Chapter Thirty-Five. Ingrid
CHAPTER THIRTY-FIVE
INGRID
Can we get together tonight? I’ll bring wine.
I’m in the passenger seat of Dad’s car, phone in my lap, watching Anhalt roll past my window.
The skating rink where Izzy and I had our eleventh birthday party is now a laser tag place.
The car wash, where Kennedy Claire and I hosed down cars in bikinis to raise funds for Miss Lone Star is miraculously still there, though with a fresh coat of paint and a shiny new sign.
I feel Izzy’s breath on my neck, her voice in my ear: Do you see it, Iggy? Do you see?
Dad has the heat up too high, and he’s playing Jim Croce too loud.
“Time in a Bottle,” which I always thought was the saddest song ever written because he wrote it after finding out that he was going to be a father, wrote it about how happy he was, how he wished he could save up all his time and spend it with his son.
By the time the song hit number one in the charts, Croce had already died in a plane crash.
“Have you been able to talk to Joel?” Dad asks.
I reach over to turn the music down, to lower the heat. “Yeah,” I say. “Joel’s fine.”
Dad looks over at me for a second, then back to the road. He doesn’t say anything else.
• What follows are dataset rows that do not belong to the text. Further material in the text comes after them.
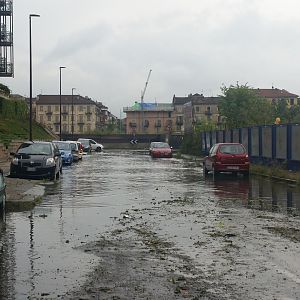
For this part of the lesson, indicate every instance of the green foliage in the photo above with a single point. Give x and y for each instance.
(241, 106)
(191, 144)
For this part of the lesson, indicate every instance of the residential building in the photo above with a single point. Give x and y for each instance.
(84, 114)
(195, 109)
(275, 94)
(150, 118)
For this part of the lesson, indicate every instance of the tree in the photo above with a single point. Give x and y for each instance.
(241, 106)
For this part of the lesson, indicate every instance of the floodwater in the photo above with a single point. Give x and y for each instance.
(39, 254)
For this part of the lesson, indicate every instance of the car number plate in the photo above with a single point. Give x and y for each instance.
(233, 168)
(31, 169)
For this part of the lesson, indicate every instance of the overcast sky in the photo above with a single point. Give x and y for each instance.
(192, 46)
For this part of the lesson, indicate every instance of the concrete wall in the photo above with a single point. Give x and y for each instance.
(267, 142)
(245, 138)
(295, 142)
(281, 142)
(236, 135)
(255, 141)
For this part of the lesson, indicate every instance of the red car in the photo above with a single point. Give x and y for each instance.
(160, 149)
(227, 157)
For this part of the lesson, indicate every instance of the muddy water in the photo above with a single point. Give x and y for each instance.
(39, 255)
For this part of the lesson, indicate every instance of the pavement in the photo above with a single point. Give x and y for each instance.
(21, 194)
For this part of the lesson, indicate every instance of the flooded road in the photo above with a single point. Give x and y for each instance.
(121, 225)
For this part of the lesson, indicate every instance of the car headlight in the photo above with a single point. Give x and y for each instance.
(50, 162)
(15, 161)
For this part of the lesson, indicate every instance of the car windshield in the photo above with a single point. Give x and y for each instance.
(73, 146)
(85, 142)
(35, 149)
(63, 146)
(160, 145)
(232, 149)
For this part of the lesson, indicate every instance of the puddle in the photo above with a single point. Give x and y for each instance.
(39, 249)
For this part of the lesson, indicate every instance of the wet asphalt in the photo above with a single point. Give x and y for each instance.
(242, 233)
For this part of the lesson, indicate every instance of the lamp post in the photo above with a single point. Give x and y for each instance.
(60, 68)
(30, 77)
(72, 126)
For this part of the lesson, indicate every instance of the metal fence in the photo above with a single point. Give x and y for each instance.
(265, 144)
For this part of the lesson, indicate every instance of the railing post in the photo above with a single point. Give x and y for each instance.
(274, 141)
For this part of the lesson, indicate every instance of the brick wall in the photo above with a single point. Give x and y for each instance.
(5, 150)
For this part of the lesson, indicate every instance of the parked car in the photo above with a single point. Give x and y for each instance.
(65, 151)
(2, 192)
(94, 145)
(160, 149)
(86, 144)
(36, 159)
(227, 157)
(76, 150)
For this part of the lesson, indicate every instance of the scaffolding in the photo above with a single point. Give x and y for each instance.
(6, 39)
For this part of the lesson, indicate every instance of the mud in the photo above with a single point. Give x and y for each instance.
(121, 225)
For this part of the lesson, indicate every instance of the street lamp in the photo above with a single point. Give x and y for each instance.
(72, 128)
(30, 77)
(60, 68)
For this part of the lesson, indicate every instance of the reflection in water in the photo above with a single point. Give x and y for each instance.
(39, 252)
(257, 193)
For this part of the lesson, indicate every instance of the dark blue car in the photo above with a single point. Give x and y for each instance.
(65, 151)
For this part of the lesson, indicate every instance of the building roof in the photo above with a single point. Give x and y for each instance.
(275, 93)
(149, 107)
(65, 99)
(196, 99)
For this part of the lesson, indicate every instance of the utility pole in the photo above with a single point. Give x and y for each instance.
(142, 102)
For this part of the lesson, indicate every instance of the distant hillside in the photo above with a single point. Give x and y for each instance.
(14, 122)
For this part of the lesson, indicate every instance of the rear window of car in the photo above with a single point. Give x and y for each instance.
(63, 146)
(232, 149)
(35, 149)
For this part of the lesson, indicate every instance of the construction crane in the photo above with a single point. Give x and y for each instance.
(142, 101)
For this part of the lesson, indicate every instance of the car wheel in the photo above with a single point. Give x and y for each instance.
(215, 172)
(52, 176)
(246, 173)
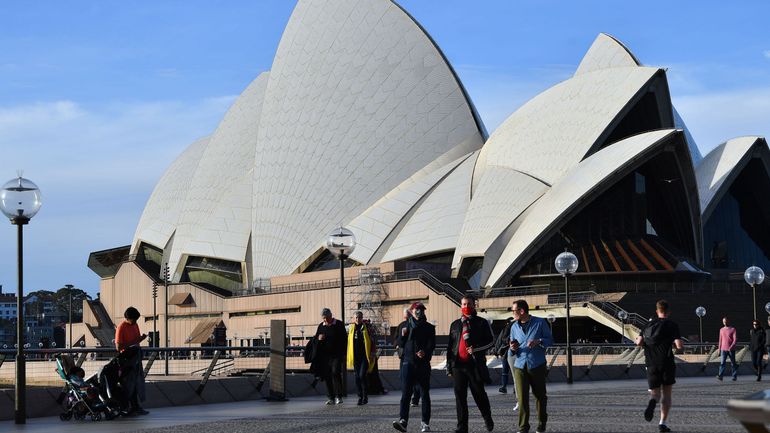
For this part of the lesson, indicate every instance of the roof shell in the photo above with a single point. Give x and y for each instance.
(720, 166)
(435, 225)
(359, 100)
(584, 181)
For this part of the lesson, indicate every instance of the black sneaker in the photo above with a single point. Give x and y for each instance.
(650, 411)
(400, 425)
(489, 424)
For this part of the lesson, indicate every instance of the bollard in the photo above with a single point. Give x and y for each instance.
(277, 390)
(152, 359)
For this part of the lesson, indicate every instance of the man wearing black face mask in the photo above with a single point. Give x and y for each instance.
(418, 339)
(469, 338)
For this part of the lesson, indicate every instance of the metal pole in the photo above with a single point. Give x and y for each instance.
(622, 330)
(154, 315)
(569, 342)
(20, 414)
(69, 292)
(342, 286)
(700, 325)
(165, 318)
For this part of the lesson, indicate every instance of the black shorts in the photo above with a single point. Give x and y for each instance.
(658, 376)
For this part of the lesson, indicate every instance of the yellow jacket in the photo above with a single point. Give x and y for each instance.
(367, 347)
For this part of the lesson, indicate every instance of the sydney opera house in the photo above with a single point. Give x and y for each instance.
(362, 122)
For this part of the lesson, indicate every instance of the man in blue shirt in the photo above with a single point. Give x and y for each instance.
(529, 338)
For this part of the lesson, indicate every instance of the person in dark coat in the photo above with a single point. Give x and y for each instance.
(331, 350)
(400, 351)
(418, 340)
(757, 347)
(470, 337)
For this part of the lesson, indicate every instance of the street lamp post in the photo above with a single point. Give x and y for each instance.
(700, 312)
(754, 275)
(69, 296)
(566, 264)
(622, 315)
(20, 200)
(165, 317)
(341, 242)
(155, 314)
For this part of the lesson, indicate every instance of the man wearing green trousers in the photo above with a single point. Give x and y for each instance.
(529, 338)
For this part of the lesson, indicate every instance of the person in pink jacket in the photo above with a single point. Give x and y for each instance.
(727, 341)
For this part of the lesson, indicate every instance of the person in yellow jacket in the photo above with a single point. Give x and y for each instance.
(360, 354)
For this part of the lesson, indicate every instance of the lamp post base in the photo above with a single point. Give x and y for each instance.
(20, 413)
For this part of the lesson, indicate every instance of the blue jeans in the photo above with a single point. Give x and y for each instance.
(723, 364)
(415, 374)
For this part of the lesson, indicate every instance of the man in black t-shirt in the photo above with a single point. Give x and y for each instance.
(656, 339)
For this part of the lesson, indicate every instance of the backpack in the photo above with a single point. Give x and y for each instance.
(652, 332)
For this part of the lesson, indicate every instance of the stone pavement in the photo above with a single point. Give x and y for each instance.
(606, 407)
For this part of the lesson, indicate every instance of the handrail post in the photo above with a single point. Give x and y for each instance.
(206, 375)
(593, 359)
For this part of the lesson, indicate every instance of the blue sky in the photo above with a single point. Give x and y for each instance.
(98, 97)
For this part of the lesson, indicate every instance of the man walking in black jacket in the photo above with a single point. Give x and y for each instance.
(332, 347)
(418, 339)
(470, 337)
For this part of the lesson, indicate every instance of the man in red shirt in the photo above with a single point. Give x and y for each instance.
(127, 335)
(469, 338)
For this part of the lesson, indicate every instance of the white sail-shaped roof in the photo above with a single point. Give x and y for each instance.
(435, 225)
(216, 218)
(721, 164)
(587, 179)
(359, 100)
(380, 221)
(161, 214)
(606, 52)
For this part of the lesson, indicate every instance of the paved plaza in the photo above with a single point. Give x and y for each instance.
(608, 406)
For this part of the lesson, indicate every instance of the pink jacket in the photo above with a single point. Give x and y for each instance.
(727, 338)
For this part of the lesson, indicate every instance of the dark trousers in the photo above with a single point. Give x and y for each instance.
(467, 376)
(334, 378)
(756, 360)
(506, 371)
(415, 374)
(416, 394)
(360, 368)
(723, 365)
(535, 379)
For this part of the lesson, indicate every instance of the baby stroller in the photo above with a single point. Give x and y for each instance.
(82, 397)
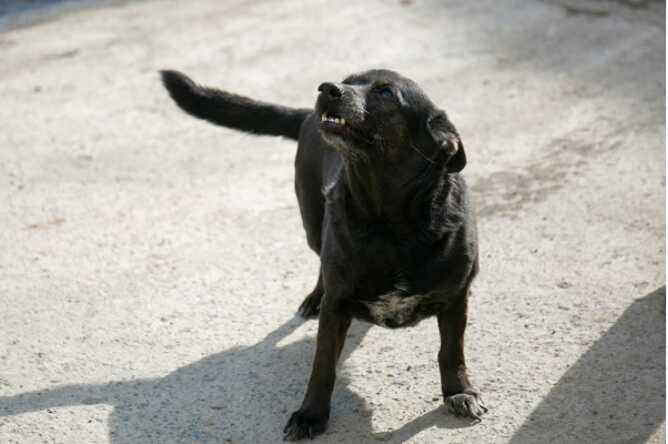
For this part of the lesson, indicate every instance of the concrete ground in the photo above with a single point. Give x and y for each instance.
(151, 264)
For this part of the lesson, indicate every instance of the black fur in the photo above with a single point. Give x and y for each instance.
(385, 208)
(231, 110)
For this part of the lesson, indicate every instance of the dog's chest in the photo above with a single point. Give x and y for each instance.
(396, 309)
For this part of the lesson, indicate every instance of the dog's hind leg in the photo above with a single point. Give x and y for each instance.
(310, 307)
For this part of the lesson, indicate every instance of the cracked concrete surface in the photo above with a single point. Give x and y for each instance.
(151, 264)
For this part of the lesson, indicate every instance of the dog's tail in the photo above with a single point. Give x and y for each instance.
(231, 110)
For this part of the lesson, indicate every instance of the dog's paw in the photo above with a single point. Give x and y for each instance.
(301, 425)
(310, 307)
(466, 404)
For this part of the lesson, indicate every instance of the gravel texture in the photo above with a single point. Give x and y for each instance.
(151, 264)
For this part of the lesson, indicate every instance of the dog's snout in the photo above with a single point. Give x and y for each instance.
(330, 90)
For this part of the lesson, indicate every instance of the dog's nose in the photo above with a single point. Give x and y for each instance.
(331, 90)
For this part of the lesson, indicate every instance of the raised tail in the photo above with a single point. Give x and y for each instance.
(231, 110)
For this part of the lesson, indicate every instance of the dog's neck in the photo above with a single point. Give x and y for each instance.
(384, 193)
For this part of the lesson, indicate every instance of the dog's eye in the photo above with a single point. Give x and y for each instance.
(386, 92)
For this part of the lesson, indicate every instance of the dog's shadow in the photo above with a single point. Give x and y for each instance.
(244, 394)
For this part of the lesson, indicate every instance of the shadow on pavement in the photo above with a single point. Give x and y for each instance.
(244, 394)
(615, 392)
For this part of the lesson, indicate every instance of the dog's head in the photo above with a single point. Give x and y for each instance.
(380, 116)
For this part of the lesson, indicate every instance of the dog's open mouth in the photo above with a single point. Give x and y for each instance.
(332, 118)
(334, 123)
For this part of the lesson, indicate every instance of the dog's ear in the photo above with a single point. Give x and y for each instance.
(445, 136)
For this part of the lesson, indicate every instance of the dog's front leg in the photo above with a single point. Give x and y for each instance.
(461, 397)
(311, 418)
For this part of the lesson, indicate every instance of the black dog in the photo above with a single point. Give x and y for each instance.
(383, 204)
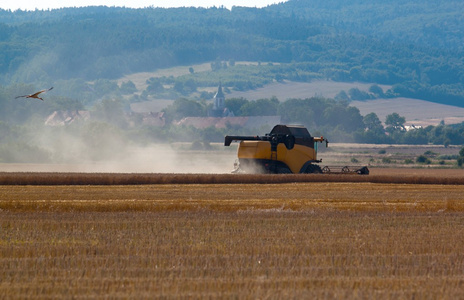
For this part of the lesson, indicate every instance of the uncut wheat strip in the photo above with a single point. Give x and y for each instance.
(38, 178)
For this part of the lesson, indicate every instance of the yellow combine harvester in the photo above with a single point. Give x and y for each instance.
(286, 149)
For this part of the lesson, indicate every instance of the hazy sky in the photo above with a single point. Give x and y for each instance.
(46, 4)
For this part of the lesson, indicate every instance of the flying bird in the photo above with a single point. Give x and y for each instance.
(35, 95)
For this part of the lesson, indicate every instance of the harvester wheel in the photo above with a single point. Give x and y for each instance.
(313, 169)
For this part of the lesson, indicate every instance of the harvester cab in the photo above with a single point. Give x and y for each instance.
(286, 149)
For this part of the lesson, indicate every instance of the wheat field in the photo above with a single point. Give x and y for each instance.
(292, 240)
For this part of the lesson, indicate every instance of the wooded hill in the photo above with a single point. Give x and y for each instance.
(416, 46)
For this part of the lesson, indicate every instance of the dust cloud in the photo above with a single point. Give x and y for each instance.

My phone chimes with a response from Kennedy Claire:
I wish! Can’t tonight. Rain check?
I darken the screen.
Kennedy Claire and I have been friends for almost thirty years, not call-each-other-every-day friends, but “show up for the big things” friends.
I think of her doing my makeup for my wedding, her fingertip on my cheek.
I think of when I flew down when Sarah Lynn was born, how I held her when she was impossibly small, Kennedy Claire in the hospital bed, her face bare and her eyes tired, and how I thought she looked her most beautiful.
Dad pulls onto our street, where the trees are old, their branches twisted, intertwined with the ones beside them.
I think of the afternoon stretching into evening, Dad and I circling around each other in the house, making small talk, ignoring the photos of Izzy on the wall, ignoring the new medical supplies for Mom, and I feel like there is a vise around my chest, squeezing the air from my lungs.
My phone dings again. Another text, but this time it’s from a number I don’t know. I swipe it open.
Dinner tonight?
Followed by an address in Wimberley, a town about twenty minutes away.
And then: So we don’t run into anyone we know.
I stare at the message, my heart halfway to my throat. I’ve been half waiting for a follow-up to the invitation, wondering if whoever sent it will reach out again. Then a final text comes in.
This is Travis, by the way. With a wink.
Dad puts the car in park. “What do you think about Dad’s best mac and cheese?” he says.
“Don’t worry about dinner.” My hand is already on the handle. “I’m going out with Kennedy Claire tonight.”